We should also embrace the missionary thrust of this chapter. The wealth of the nations streaming through the gates of Zion represents the astonishing diversity of cultures worshiping Christ by faith. We should delight in that and move out for the sake of unreached people groups. We should meditate on the significance of Ishmael’s sons (Kedar and Nebaoith) giving offerings acceptable to God. We should expect God to save many Arab Muslims, despite the overwhelming obstacles. And when it comes to the diverse nonmoral aspects of their worship, we should allow it to push us out of our own arrogant cultural superiority when it comes to patterns of worship. Too many local churches have “worship wars,” and people assert that this or that pattern of music is the only way to worship. Isaiah 60 should cause us to be more expansive, for God delights in far more forms of worship than you or I do.

Reflect and Discuss

  1. What does the presence of the strong commands “Arise, shine” tell us about the sovereign power of God in the glory of Zion?
  2. How are the nations in darkness now, according to verse 2? How does it relate to Ephesians 2:1-3? How is the gospel’s light the only answer to this satanic darkness?
  3. This chapter is filled with the image of Gentile nations and their kings streaming into Zion’s gates with amazing treasures to enrich Zion. How is this a picture of the spread of the gospel to the ends of the earth?

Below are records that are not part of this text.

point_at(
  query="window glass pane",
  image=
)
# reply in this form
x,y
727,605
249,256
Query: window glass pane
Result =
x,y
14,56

  4. How could the specific mention of Nebaioth and Kedar, Ishamel’s sons, in Isaiah 60:7 (cf. Gen 25:13) give us a great encouragement about missions to Arab Muslims?
  5. In what ways do “foreigners rebuild [the] walls” of Zion now, if Zion is a heavenly city? How do kings serve Zion now (v. 10)?
  6. How does the fruit of Christ’s atonement for the inhabitants of Zion come across in verse 10?
  7. What is the terrible warning in verse 12? How do some kings use their temporal power to hinder the church?
  8. How does verse 14 show the amazing transforming power of the gospel?
  9. What similarities do you see between Isaiah 60:19-22 and Revelation 21:9-25?
  10. How does the radiant glory of Zion relate to our own resurrection glory, as in Matthew 13:43 and 1 Corinthians 15:43?